Predicting a new study in a brms model using subset()

I am presently conducting an epidemiological meta-analysis looking at the prevalence of a disorder that is sometimes measured in the current moment (“Do they have it now?”), in a particular period (“Did they have it in the last 6 months?”) or over their entire lives (“Have they ever had it?”). Few studies report all three – in fact most report only 1 with a few reporting 2 and a couple reporting 3. I have been asked to estimate the prevalence within each time window and to evaluate predictors. I decided this might be a good time to use brms’ amazing multivariate features. I did so using the following code:

#lp = lifetime prevalence estimate
#cp = current prevalence estimate
#pp = period prevalence estimate

m1 = bf(lp | trials(N) + subset(is_lt) ~ iv + (iv | S | sample), family=binomial)
m2 = bf(cp | trials(N) + subset(is_c) ~ iv + (iv | S | sample), family=binomial)
m3 = bf(pp | trials(N) + subset(is_p) ~ iv + (iv | S | sample), family=binomial)

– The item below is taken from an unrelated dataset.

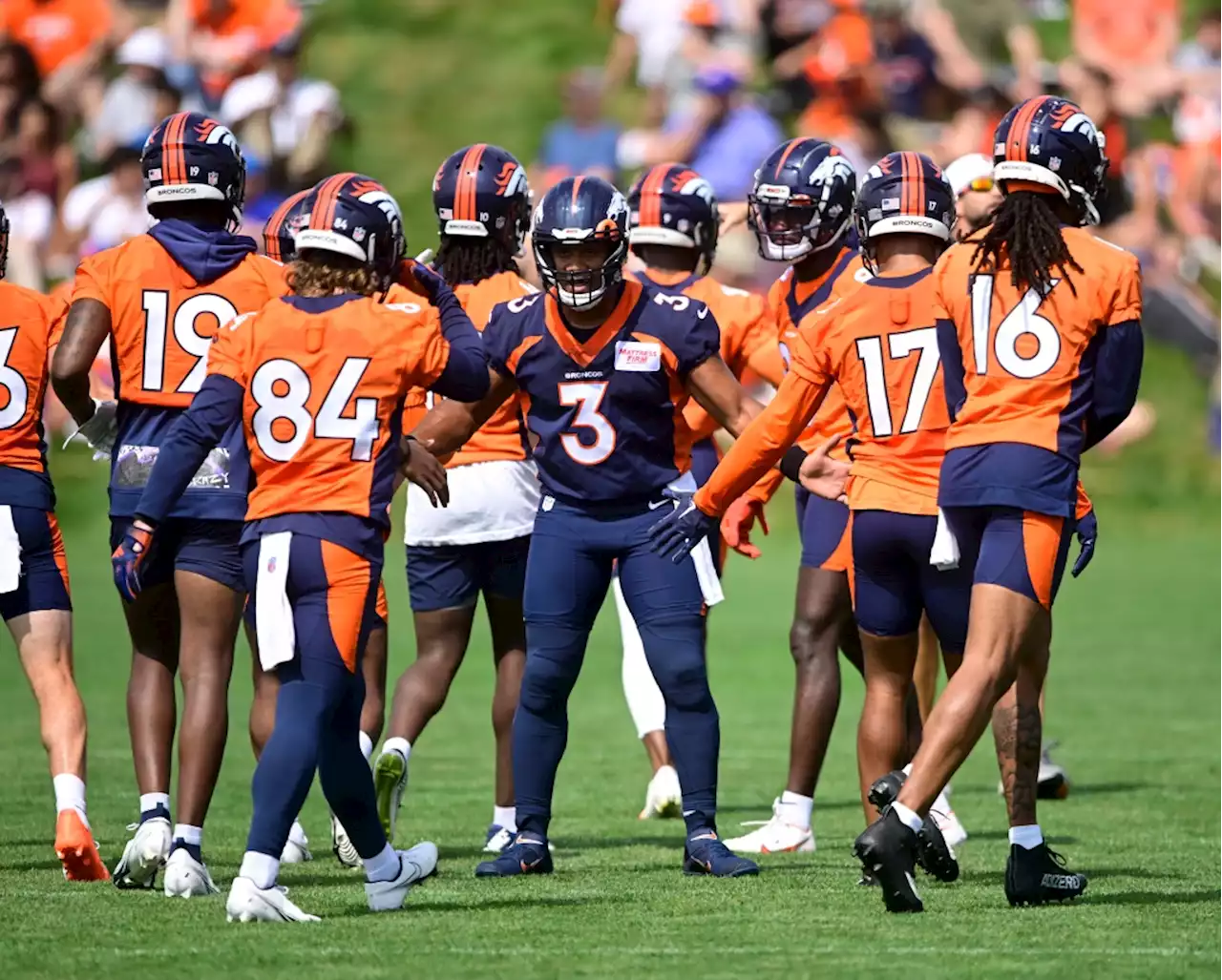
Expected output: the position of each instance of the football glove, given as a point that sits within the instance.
(682, 530)
(100, 430)
(1087, 532)
(126, 561)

mv_mod = brm(m1 + m2 + m3,
data=dat, iter = 10000,
cores = 4, chains = 4, save_all_pars=TRUE,
control = list(adapt_delta=.999, max_treedepth=20),
prior = c(
set_prior(“normal(-3, 1)”, class = “Intercept”, resp=‘lp’),
set_prior(“normal(0, 1)”, class = “b”, resp=‘lp’),
set_prior(“normal(0, 1)”, class = “sd”, resp=‘lp’),
set_prior(“normal(-3, 1)”, class = “Intercept”, resp=‘pp’),
set_prior(“normal(0, 1)”, class = “b”, resp=‘pp’),
set_prior(“normal(0, 1)”, class = “sd”, resp=‘pp’),
set_prior(“normal(-3, 1)”, class = “Intercept”, resp=‘cp’),
set_prior(“normal(0, 1)”, class = “b”, resp=‘cp’),
set_prior(“normal(0, 1)”, class = “sd”, resp=‘cp’),
set_prior(“lkj(4)”, class = “cor”)

I use the subset function applied to a stacked data frame to make it all work. is_lt, is_c and is_p are used to indicate which rows correspond to which analysis (0 = exclude and 1 = include).

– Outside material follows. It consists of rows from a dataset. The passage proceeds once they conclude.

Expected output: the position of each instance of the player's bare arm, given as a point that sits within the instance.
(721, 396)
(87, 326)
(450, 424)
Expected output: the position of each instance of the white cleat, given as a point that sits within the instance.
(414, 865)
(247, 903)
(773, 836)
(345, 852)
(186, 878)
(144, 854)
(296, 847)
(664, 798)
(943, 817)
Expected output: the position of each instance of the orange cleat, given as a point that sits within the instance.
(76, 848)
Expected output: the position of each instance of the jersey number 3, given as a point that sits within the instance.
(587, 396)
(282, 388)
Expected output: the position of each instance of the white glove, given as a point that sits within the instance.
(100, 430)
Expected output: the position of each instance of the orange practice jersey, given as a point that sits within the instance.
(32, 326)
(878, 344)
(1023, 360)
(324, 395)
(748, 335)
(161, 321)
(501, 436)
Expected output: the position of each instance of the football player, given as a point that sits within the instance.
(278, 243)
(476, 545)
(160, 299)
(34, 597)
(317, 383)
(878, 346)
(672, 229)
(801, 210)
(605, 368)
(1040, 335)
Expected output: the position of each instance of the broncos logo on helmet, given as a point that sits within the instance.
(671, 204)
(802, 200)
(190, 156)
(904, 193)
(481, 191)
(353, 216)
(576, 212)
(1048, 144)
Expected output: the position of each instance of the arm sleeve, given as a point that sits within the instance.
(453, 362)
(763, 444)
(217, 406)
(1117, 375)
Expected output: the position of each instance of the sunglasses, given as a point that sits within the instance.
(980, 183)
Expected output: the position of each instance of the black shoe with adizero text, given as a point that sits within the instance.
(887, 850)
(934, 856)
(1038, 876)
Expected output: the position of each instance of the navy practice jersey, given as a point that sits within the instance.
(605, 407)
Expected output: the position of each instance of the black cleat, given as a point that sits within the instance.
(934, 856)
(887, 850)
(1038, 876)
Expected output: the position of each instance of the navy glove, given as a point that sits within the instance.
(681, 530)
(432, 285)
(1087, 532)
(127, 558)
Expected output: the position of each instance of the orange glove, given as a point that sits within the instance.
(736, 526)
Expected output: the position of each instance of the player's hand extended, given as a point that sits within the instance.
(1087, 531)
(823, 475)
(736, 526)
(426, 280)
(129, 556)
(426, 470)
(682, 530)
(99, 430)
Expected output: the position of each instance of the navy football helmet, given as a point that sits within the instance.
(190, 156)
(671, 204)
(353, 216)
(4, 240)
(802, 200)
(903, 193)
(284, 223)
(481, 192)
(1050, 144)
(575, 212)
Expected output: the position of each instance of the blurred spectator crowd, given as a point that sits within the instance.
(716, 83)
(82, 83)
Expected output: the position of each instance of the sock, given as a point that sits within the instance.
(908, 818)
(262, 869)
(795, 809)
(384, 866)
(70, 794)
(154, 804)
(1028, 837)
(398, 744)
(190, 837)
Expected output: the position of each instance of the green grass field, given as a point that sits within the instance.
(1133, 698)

It works great! And the output looks nice too. Modelling it this way seems to provide slightly tighter confidence intervals across a few parameters compared to univariate models. I assume this is because estimates across the different time windows co-inform each other. That is with one exception. If I try to predict a new study using the following code:

new_study = posterior_linpred(mv_mod,
newdata = data.frame(N = 1, iv = c(‘a’, ‘b’),
is_lt=1, is_p=1, is_c=1,
transform = TRUE, allow_new_levels=TRUE, resp=‘lp’)
posterior_summary(new_study, robust=TRUE)*100

The resulting interval is much broader for the multivariate than the univariate. This is odd to me because the confidence intervals for each parameter seem slightly narrower for the multivariate than the univariate model. I am worried I am doing something wrong with respect to how I am predicting this new study: It took some trial and error to get the preceding code to run and I was surprised that I needed to set is_lt, is_p and is_c each to 1 no matter which response I was predicting. I instinctively assumed when predicting resp=‘lp’ I would set is_p and is_c to 0. If those variables are excluded or any are set to 0, you get:

Error: All rows of ‘data’ were removed via ‘subset’. Please make sure that variables do not contain NAs even in rows unused by the subsetted model.

Am I missing something? The only other thing I could think of is that imprecision in the correlations between response variables is somehow coming into play…which would be unfortunate!


  • Operating System: MacOS 10.14.3
  • brms Version: 2.8.0

The post-processing functionality of subset models is currently a little bit cluncy hence the need to specify all is_ variables. In the end, they won’t be used for the predictions if you just want to get results for a specific response.

The residual correlations are not included in the predictions via posterior_linpred´ (but inposterior_predict`). Can you give me a mininmal reproducible example for the behavior you find weird so that I can have a look?